Les scientifiques pensent que le VHB est apparu il y a environ 20 000 ans, mais le chemin de sa distribution est encore difficile à établir. La distribution des génotypes anciens du virus ne coïncide pas toujours avec celle des génotypes modernes; certaines des souches les plus anciennes sont éteintes depuis longtemps, tandis que d'autres ressemblent davantage au VHB que l'on trouve aujourd'hui chez les gorilles et les chimpanzés; les souches médiévales sont terriblement proches des souches humaines modernes, comme si le virus n'avait presque pas muté au cours des 500 dernières années…

"Ces données racontent une histoire complexe de l'évolution du virus", "ces données ne permettent pas de formuler une théorie cohérente de l'origine et de la propagation du VHB" - de telles conclusions se retrouvent dans tous les travaux scientifiques consacrés à l'ancien virus mortel.

Quant au "prince de Poprad", il s'est avéré porteur d'un virus de génotype A. Il est curieux que le même génotype du virus ait été détecté dans les restes vieux de 4000 ans de deux personnes de Bulanovo (Russie), appartenant à la culture Sintashta, et dans les restes de 2700 ans " femme scythe " trouvée en Hongrie.

Aujourd'hui, chaque génotype HBV (10 au total, désignés par des lettres latines de A à J) possède une aire territoriale et ethnique de prédominance.
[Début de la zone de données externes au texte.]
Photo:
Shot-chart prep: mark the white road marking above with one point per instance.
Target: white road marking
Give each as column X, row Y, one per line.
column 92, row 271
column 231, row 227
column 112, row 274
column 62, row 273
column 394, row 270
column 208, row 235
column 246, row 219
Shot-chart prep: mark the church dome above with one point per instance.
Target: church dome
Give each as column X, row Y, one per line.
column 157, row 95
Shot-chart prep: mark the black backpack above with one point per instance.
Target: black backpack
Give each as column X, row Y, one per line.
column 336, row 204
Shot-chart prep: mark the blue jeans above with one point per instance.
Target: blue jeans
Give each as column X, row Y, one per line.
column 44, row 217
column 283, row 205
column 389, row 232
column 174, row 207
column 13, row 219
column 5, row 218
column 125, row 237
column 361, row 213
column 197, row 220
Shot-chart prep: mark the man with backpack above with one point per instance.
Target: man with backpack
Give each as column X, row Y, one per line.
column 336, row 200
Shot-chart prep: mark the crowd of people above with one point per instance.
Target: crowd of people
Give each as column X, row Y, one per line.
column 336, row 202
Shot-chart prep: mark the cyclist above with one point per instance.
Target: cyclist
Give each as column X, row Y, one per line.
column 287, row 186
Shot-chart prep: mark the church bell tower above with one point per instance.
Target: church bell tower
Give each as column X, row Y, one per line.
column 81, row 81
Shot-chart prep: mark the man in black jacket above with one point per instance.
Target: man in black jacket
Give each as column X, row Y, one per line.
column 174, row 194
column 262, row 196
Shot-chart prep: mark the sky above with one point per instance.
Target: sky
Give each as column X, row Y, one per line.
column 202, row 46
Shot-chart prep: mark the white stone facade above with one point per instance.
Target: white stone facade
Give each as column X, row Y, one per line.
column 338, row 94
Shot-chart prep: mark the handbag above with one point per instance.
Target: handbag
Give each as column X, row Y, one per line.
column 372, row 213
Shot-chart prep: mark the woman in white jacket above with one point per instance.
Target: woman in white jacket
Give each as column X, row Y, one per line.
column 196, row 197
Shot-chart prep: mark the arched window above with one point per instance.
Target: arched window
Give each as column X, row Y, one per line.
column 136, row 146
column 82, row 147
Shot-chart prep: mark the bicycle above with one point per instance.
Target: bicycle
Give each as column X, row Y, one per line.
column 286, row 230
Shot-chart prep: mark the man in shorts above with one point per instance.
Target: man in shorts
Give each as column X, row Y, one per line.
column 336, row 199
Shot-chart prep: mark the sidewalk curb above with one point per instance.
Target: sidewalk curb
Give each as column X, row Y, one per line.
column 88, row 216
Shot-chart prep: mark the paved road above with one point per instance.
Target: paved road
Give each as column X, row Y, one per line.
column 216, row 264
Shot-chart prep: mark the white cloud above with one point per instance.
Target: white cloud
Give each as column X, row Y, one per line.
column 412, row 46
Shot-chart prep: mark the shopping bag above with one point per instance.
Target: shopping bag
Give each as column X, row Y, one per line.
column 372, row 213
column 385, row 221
Il est logique de supposer que c'était le cas dans les temps anciens. Cela soulève à nouveau la question de l'origine du "prince allemand" de Poprad - était-il un descendant de ceux qui venaient de l'est, de la région "entre la Volga et l'Oural", ou était-il encore un indigène local accro à Coutumes romaines et cuisine méditerranéenne ?

À en juger par la vitesse de mise à jour des informations dans les médias slovaques, une réponse peut être attendue pendant plusieurs années encore.